Redleg – part 2

A rumpled green t-shirt was next. he pulled it over his head, then stuck his arms through the sleeves. He looked down at the car-toon on the front. It was a coffin with a raised back, with two large tires on the rear and two small ones up front. The cab was black except for two yellow eyes and a toothy smile from inside the cab. A cigar clamped between the teeth, and the words ‘Coughin’ Coffin’ were spelled out in smoke behind it. Standing up, he clumped awkardly to the small storage drawers that served as his dresser. Next to it were his ankle-high sneakers.

The black Converse were made of canvas, so they wore a little better around the fake foot, with just enough cushion to make walking feel like semi-natural. He laced up the sneakers, grabbed the belt off the top of the left stack of drawers, then finished sliding it through the loops. He finished up by grabbing the pack of cigarillos off the top right set, and sliding one out of the top. He grabbed the lighter, and lit the brown tube of tobacco. That first inhale centered him, and got him ready to face the day. He slid the pack in his back pocket, the lighter in the front left, and plucked his wallet off the drawer and shoved it into the left rear pocket. Another long inhale and exhale soothed the nicotine jitters and he was ready for breakfast.
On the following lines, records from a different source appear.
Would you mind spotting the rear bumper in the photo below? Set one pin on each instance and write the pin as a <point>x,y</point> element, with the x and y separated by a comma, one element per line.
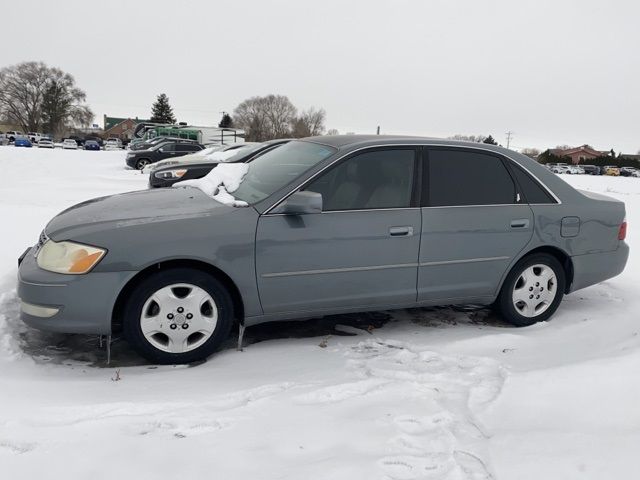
<point>67,303</point>
<point>594,268</point>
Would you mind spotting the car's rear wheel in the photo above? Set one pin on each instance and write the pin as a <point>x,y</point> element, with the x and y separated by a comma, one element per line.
<point>143,162</point>
<point>178,316</point>
<point>533,290</point>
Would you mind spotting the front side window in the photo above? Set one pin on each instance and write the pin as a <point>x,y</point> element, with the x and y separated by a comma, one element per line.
<point>277,168</point>
<point>462,177</point>
<point>371,180</point>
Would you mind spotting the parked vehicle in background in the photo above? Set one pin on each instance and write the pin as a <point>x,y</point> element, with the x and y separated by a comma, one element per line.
<point>69,144</point>
<point>35,136</point>
<point>45,143</point>
<point>22,141</point>
<point>199,156</point>
<point>627,171</point>
<point>91,145</point>
<point>197,166</point>
<point>331,223</point>
<point>203,135</point>
<point>155,141</point>
<point>139,159</point>
<point>12,135</point>
<point>592,170</point>
<point>113,144</point>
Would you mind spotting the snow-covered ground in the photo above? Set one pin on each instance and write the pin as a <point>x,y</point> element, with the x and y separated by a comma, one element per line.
<point>448,393</point>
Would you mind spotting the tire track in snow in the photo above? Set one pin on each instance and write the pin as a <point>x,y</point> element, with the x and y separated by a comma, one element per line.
<point>448,443</point>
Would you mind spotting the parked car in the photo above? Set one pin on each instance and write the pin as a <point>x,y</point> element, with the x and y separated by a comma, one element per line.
<point>91,145</point>
<point>22,141</point>
<point>35,137</point>
<point>12,135</point>
<point>113,144</point>
<point>45,143</point>
<point>69,144</point>
<point>157,140</point>
<point>334,224</point>
<point>197,166</point>
<point>592,170</point>
<point>141,158</point>
<point>611,170</point>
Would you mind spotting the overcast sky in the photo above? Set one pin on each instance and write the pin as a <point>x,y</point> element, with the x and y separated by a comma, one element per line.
<point>553,72</point>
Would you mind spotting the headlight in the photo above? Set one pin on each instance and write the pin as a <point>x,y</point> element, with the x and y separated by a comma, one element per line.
<point>68,257</point>
<point>166,174</point>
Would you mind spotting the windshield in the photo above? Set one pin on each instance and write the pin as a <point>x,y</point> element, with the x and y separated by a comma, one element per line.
<point>278,167</point>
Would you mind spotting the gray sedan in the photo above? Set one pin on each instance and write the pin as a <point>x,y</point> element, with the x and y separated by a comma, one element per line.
<point>333,225</point>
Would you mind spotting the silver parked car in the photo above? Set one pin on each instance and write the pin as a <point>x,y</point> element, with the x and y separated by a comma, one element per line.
<point>333,225</point>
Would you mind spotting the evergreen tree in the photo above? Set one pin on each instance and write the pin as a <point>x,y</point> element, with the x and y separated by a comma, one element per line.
<point>490,141</point>
<point>161,111</point>
<point>226,122</point>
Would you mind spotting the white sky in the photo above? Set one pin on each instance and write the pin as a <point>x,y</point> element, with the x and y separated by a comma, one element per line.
<point>553,72</point>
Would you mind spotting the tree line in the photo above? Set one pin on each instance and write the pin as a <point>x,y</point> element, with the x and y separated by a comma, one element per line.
<point>42,98</point>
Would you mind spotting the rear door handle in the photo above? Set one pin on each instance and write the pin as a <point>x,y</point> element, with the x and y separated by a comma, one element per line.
<point>520,223</point>
<point>401,231</point>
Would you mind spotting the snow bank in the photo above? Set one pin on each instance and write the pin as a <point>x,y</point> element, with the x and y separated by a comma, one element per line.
<point>220,182</point>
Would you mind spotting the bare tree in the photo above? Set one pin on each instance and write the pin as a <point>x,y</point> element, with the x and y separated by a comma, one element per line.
<point>265,118</point>
<point>32,94</point>
<point>309,124</point>
<point>469,138</point>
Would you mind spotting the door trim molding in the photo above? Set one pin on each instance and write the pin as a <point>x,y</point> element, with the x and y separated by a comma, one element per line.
<point>466,260</point>
<point>338,270</point>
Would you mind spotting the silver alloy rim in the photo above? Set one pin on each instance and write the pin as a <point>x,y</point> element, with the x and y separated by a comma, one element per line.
<point>535,290</point>
<point>179,318</point>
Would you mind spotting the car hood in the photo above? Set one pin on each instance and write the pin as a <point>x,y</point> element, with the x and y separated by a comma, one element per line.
<point>133,208</point>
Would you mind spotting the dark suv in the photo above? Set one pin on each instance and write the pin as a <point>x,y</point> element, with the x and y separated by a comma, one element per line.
<point>592,170</point>
<point>155,141</point>
<point>141,158</point>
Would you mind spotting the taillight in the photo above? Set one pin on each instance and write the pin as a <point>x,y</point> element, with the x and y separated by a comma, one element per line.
<point>622,233</point>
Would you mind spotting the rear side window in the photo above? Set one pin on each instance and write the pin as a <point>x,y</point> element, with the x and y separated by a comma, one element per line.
<point>532,190</point>
<point>462,177</point>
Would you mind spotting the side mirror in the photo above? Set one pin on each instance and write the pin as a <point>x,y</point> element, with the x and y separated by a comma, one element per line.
<point>302,202</point>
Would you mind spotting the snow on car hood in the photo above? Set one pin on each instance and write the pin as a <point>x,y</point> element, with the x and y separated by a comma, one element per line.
<point>131,208</point>
<point>220,182</point>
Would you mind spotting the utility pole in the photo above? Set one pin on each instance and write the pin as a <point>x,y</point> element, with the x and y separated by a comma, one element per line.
<point>509,134</point>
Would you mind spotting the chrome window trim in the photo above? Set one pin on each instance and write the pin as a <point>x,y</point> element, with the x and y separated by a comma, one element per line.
<point>426,144</point>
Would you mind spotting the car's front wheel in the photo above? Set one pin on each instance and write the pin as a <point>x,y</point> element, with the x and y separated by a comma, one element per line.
<point>178,316</point>
<point>533,290</point>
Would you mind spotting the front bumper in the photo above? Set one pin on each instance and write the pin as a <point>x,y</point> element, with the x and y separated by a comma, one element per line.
<point>82,303</point>
<point>593,268</point>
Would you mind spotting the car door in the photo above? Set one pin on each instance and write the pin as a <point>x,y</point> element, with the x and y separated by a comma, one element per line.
<point>360,252</point>
<point>474,222</point>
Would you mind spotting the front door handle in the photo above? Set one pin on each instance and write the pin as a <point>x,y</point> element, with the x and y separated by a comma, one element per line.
<point>401,231</point>
<point>520,223</point>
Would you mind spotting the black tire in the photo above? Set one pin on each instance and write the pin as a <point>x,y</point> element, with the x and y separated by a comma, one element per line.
<point>143,162</point>
<point>137,298</point>
<point>505,304</point>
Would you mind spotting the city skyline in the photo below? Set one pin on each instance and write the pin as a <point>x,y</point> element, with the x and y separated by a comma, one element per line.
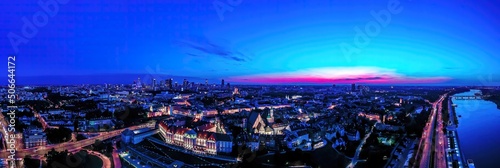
<point>296,42</point>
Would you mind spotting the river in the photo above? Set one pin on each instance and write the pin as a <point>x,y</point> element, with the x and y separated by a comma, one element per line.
<point>479,130</point>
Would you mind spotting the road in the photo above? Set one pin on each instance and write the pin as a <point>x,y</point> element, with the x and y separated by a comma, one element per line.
<point>426,147</point>
<point>439,154</point>
<point>106,163</point>
<point>70,145</point>
<point>116,157</point>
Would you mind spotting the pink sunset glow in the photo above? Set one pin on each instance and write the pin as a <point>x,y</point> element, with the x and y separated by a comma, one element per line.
<point>339,75</point>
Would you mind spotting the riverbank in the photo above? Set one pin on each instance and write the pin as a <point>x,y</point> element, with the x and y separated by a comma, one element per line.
<point>492,95</point>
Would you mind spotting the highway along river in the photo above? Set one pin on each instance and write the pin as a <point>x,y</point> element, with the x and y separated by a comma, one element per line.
<point>479,130</point>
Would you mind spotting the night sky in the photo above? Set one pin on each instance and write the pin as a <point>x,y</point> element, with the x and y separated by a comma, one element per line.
<point>255,41</point>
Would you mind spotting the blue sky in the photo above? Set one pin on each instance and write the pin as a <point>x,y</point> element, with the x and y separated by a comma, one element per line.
<point>258,41</point>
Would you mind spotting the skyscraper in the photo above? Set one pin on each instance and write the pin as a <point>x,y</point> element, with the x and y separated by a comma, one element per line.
<point>169,83</point>
<point>139,84</point>
<point>185,83</point>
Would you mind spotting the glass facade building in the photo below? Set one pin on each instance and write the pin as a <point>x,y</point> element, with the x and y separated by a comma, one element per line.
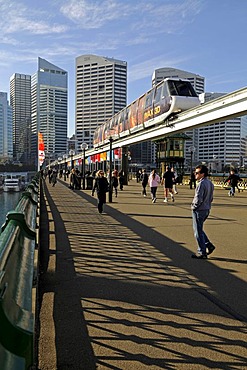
<point>6,138</point>
<point>49,111</point>
<point>101,91</point>
<point>20,100</point>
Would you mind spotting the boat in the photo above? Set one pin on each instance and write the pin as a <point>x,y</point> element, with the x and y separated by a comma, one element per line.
<point>12,185</point>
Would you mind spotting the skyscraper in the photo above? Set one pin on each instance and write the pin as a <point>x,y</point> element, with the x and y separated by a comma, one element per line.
<point>20,100</point>
<point>6,139</point>
<point>49,111</point>
<point>101,91</point>
<point>223,143</point>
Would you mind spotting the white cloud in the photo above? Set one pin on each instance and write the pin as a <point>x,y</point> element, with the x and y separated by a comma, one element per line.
<point>16,18</point>
<point>94,14</point>
<point>145,69</point>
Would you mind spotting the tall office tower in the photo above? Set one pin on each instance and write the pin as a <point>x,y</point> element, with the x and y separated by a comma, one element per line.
<point>49,95</point>
<point>224,143</point>
<point>198,83</point>
<point>20,100</point>
<point>101,91</point>
<point>6,137</point>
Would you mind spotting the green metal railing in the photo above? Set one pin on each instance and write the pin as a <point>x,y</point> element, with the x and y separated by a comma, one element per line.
<point>17,276</point>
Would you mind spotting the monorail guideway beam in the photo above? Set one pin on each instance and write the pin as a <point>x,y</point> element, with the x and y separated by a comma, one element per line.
<point>227,106</point>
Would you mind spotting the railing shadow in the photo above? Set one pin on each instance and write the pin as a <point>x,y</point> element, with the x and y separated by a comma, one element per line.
<point>127,297</point>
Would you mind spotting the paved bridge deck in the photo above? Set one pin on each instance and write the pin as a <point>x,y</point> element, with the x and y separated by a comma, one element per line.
<point>120,290</point>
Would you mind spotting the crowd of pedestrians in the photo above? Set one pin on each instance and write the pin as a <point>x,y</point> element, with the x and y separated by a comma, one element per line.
<point>200,206</point>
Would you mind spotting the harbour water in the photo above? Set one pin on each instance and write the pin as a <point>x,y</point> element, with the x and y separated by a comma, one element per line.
<point>8,202</point>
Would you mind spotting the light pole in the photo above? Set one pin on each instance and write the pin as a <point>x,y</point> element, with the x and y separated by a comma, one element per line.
<point>192,149</point>
<point>72,153</point>
<point>110,169</point>
<point>59,166</point>
<point>84,147</point>
<point>65,167</point>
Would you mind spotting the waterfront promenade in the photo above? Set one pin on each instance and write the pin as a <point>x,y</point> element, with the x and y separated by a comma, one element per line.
<point>120,290</point>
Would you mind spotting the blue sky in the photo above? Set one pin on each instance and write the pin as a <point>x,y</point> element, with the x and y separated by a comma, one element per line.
<point>207,37</point>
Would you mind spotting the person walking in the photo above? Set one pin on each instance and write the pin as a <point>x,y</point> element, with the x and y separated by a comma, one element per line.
<point>121,179</point>
<point>168,180</point>
<point>54,177</point>
<point>101,186</point>
<point>144,180</point>
<point>115,182</point>
<point>192,180</point>
<point>233,180</point>
<point>153,182</point>
<point>201,206</point>
<point>174,187</point>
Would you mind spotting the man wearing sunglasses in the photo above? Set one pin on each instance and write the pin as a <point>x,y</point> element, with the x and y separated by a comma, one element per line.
<point>201,206</point>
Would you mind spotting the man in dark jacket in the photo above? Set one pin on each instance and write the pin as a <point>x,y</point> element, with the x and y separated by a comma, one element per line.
<point>101,186</point>
<point>201,206</point>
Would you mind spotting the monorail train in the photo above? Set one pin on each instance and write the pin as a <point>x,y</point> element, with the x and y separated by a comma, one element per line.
<point>164,101</point>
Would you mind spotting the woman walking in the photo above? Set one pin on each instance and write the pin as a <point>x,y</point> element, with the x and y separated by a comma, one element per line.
<point>153,182</point>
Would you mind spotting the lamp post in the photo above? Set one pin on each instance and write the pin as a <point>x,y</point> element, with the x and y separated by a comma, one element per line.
<point>59,166</point>
<point>110,169</point>
<point>65,167</point>
<point>84,147</point>
<point>72,153</point>
<point>192,149</point>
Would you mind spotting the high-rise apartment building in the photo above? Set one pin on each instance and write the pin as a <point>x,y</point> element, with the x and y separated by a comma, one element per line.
<point>49,111</point>
<point>224,143</point>
<point>198,82</point>
<point>6,138</point>
<point>101,91</point>
<point>20,100</point>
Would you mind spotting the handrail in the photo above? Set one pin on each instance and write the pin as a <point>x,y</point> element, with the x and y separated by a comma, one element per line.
<point>17,276</point>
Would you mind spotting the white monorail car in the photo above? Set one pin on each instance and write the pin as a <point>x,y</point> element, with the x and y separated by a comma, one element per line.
<point>164,101</point>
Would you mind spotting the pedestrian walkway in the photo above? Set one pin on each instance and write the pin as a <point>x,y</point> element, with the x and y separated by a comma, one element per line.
<point>119,290</point>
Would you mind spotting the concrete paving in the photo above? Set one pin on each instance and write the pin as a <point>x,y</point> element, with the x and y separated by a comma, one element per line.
<point>119,290</point>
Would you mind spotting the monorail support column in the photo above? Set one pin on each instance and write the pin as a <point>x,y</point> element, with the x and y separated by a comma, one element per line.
<point>125,164</point>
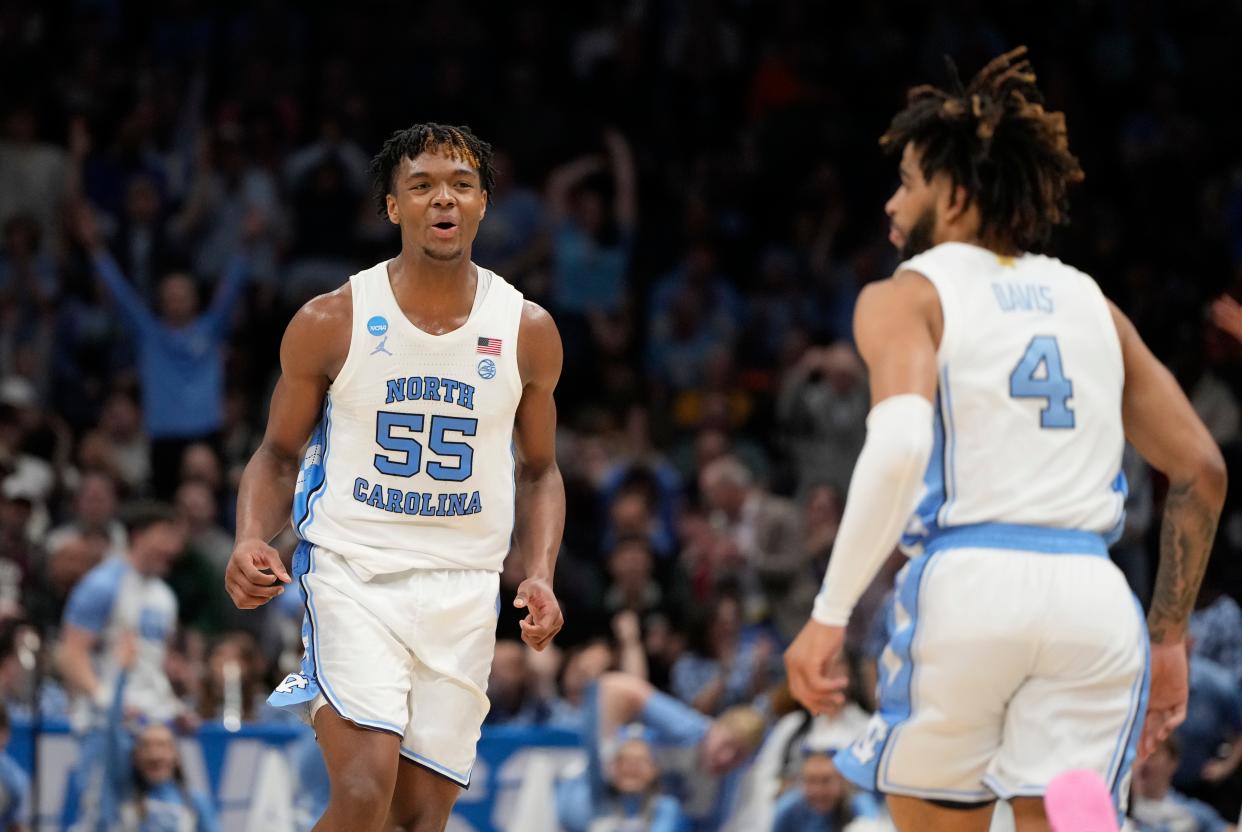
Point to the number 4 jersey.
(412, 466)
(1028, 409)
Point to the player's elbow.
(899, 435)
(1211, 476)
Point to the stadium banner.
(253, 780)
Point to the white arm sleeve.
(883, 492)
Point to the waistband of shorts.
(1020, 538)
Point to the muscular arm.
(312, 353)
(1163, 426)
(894, 327)
(540, 491)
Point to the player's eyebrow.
(457, 171)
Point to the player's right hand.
(1166, 697)
(255, 574)
(809, 666)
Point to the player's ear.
(954, 203)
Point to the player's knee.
(422, 818)
(359, 794)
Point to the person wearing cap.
(625, 796)
(822, 801)
(702, 760)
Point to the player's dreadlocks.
(996, 140)
(457, 142)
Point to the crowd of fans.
(693, 189)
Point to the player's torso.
(412, 463)
(1028, 411)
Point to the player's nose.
(442, 196)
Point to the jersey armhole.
(355, 299)
(944, 297)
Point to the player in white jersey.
(1004, 386)
(425, 389)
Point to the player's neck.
(414, 275)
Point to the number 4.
(1052, 386)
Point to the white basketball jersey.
(1028, 410)
(411, 466)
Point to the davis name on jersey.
(411, 466)
(1031, 375)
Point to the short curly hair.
(995, 139)
(456, 142)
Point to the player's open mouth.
(444, 229)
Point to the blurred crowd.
(692, 188)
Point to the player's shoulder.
(317, 338)
(539, 349)
(104, 576)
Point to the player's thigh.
(917, 815)
(359, 664)
(1083, 705)
(1028, 815)
(452, 661)
(362, 761)
(955, 656)
(422, 800)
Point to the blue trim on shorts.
(303, 566)
(950, 451)
(1129, 739)
(1021, 538)
(427, 763)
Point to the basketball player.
(1017, 650)
(425, 386)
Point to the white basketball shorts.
(407, 653)
(1015, 653)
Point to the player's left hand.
(807, 663)
(543, 614)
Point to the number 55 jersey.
(1028, 411)
(411, 466)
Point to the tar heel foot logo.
(293, 681)
(378, 325)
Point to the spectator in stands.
(14, 784)
(621, 792)
(73, 556)
(512, 688)
(180, 353)
(19, 651)
(702, 760)
(760, 542)
(514, 239)
(1216, 628)
(822, 800)
(727, 663)
(122, 422)
(822, 409)
(1159, 807)
(31, 171)
(95, 509)
(196, 506)
(142, 245)
(144, 787)
(1214, 720)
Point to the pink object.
(1079, 801)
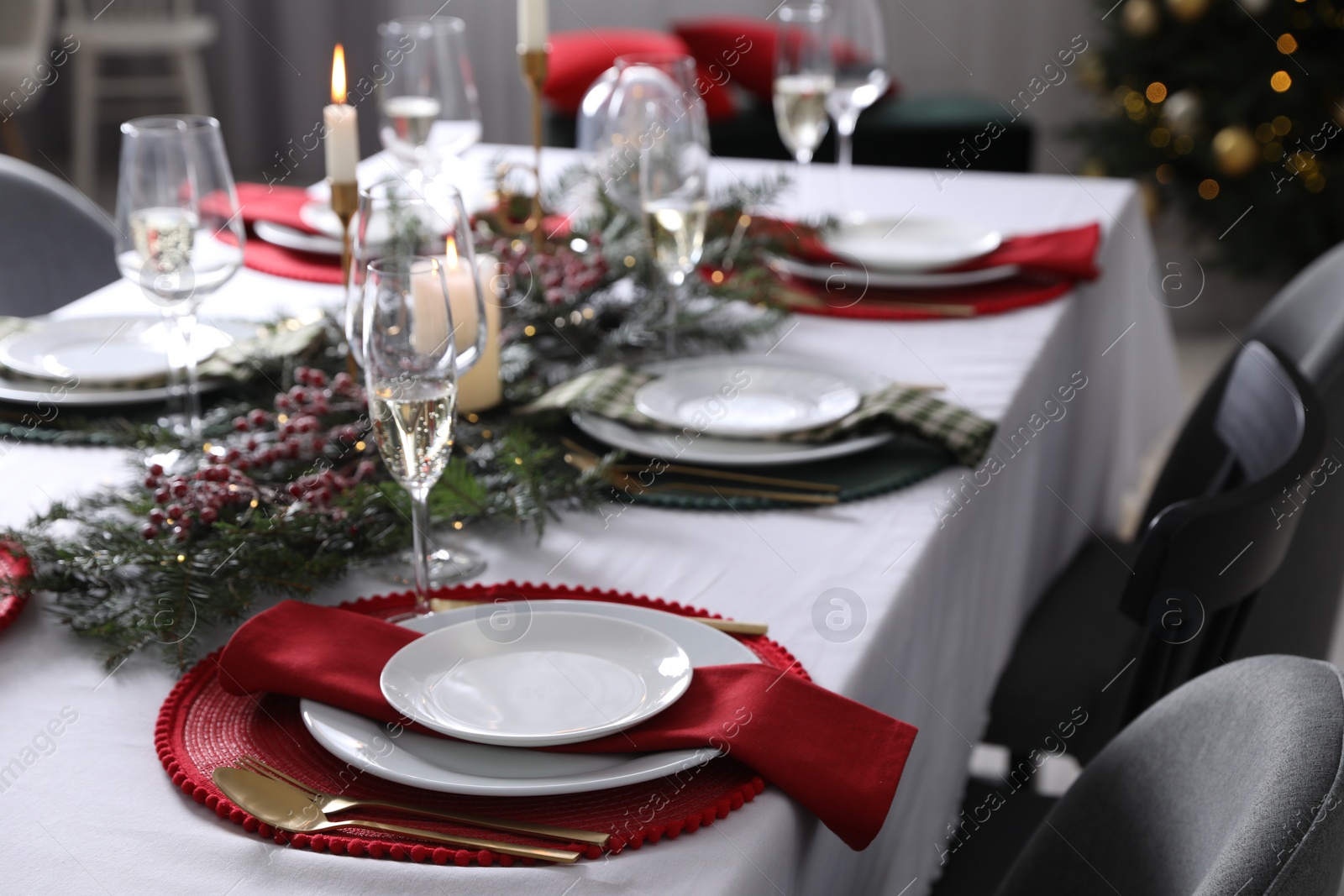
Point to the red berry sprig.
(562, 275)
(293, 432)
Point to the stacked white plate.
(501, 678)
(100, 360)
(736, 411)
(905, 253)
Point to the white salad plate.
(562, 679)
(461, 768)
(105, 351)
(743, 401)
(911, 244)
(295, 238)
(859, 278)
(696, 445)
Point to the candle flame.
(339, 76)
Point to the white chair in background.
(168, 29)
(24, 35)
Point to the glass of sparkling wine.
(179, 237)
(672, 164)
(428, 107)
(804, 76)
(410, 367)
(398, 219)
(858, 43)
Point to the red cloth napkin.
(1062, 253)
(839, 758)
(280, 206)
(15, 567)
(1050, 265)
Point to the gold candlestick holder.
(344, 203)
(534, 63)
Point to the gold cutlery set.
(291, 805)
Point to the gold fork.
(288, 808)
(333, 804)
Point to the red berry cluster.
(185, 500)
(562, 275)
(295, 432)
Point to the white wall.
(985, 47)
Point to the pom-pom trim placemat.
(202, 727)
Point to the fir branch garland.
(288, 495)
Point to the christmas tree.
(1233, 110)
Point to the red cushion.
(732, 47)
(580, 56)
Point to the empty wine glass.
(655, 157)
(400, 219)
(804, 76)
(428, 107)
(412, 378)
(859, 50)
(179, 237)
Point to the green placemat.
(887, 468)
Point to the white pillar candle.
(342, 127)
(480, 387)
(533, 26)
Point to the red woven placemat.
(1010, 295)
(201, 727)
(13, 569)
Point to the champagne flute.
(412, 378)
(858, 45)
(398, 219)
(179, 237)
(429, 107)
(656, 161)
(804, 76)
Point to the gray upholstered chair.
(1230, 785)
(58, 244)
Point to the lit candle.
(531, 24)
(480, 387)
(342, 140)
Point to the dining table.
(934, 580)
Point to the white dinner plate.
(701, 448)
(101, 351)
(859, 278)
(293, 238)
(743, 401)
(564, 679)
(911, 244)
(460, 768)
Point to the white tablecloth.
(93, 810)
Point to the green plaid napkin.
(611, 392)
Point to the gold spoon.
(289, 809)
(333, 804)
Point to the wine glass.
(428, 109)
(858, 46)
(804, 76)
(179, 237)
(412, 378)
(400, 219)
(656, 161)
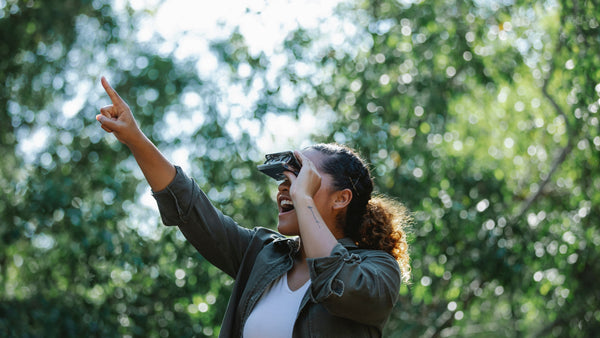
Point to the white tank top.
(275, 313)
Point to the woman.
(340, 274)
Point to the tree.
(480, 116)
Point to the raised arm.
(118, 119)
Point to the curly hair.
(377, 222)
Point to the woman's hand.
(308, 181)
(117, 118)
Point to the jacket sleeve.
(363, 288)
(217, 237)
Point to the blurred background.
(480, 115)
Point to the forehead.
(316, 157)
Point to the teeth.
(286, 202)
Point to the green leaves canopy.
(480, 116)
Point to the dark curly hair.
(373, 222)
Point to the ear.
(342, 199)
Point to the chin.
(288, 226)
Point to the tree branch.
(558, 160)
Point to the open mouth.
(286, 205)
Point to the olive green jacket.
(352, 291)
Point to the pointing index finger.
(114, 97)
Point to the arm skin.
(118, 119)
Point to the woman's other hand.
(117, 118)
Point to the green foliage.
(480, 116)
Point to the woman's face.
(288, 220)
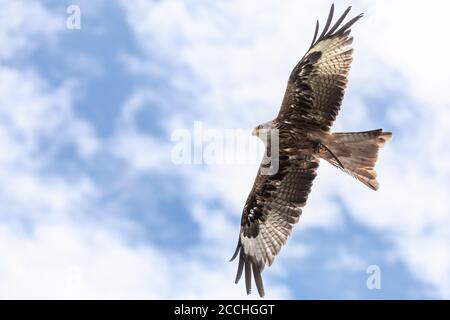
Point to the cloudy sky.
(93, 205)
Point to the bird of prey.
(312, 100)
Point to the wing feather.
(269, 216)
(316, 86)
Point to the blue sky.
(92, 205)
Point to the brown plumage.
(310, 105)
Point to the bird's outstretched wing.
(271, 210)
(312, 101)
(316, 86)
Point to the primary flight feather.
(310, 105)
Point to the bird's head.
(263, 131)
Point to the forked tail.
(355, 153)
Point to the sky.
(95, 97)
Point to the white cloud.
(242, 58)
(24, 25)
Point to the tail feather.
(357, 153)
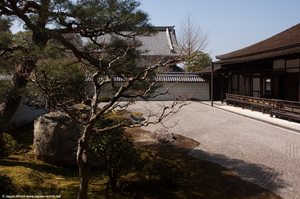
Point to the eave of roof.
(171, 77)
(286, 42)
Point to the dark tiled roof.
(180, 76)
(286, 42)
(207, 70)
(172, 77)
(163, 43)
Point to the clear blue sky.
(233, 24)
Archie clumped into the cramped kitchen, and threw a pair of toaster strudels in the toaster. He grabbed them when they popped up, juggling them from hand to hand as he grabbed his keys, hat, and cane before walking out the door. He locked it, then carefully trundled down the steps to the security door, and out onto the sidewalk bounding Bleeker street.

There was a crisp taste of Autumn in the air, one that penetrated the exhaust fumes and damp, musty smog of the city. It spoke of the wilds, open meadows and dense old growth trees that blotted out the sun even on a cloudless day. Baton Rouge was hardly ever this pleasant. Usually it was a sweaty, muggy day that bred mosquitoes. Their constant whine near his ears had him waving his hands from the first moment out the door, to the last moment in line to get a bowl of soup or stew at the local homeless kitchen. He often stayed after hours to help clean up, just to avoid those ravenous bloodsuckers before heading back to his small rathole apartment.

The days melted together like overheated plastic. All the stimuli were depressingly, and comfortingly, unchanging. He could set a watch to them. This sense of familiarity gave him comfort in his meaningless life. He could stumble through the day, without surprises, without changes that so upset his sense of stability.

Sadly, this would be the last stable day in his new life. Causality, and chance had rolled boxcars for Archie, and he was going to start a whole new life in a whole new world that he never imagined. One of magic, of terror, of hope. The last he would find most upsetting. There is a comfort not having hope. It’s not ever going to get better, and won’t ever change. Hope makes a person believe in the future, in a world that actually cared about what happened to people. Archie didn’t want hope.

He grimaced as he took his first shot of cheap gin, just to wake up, he told himself not very convincingly.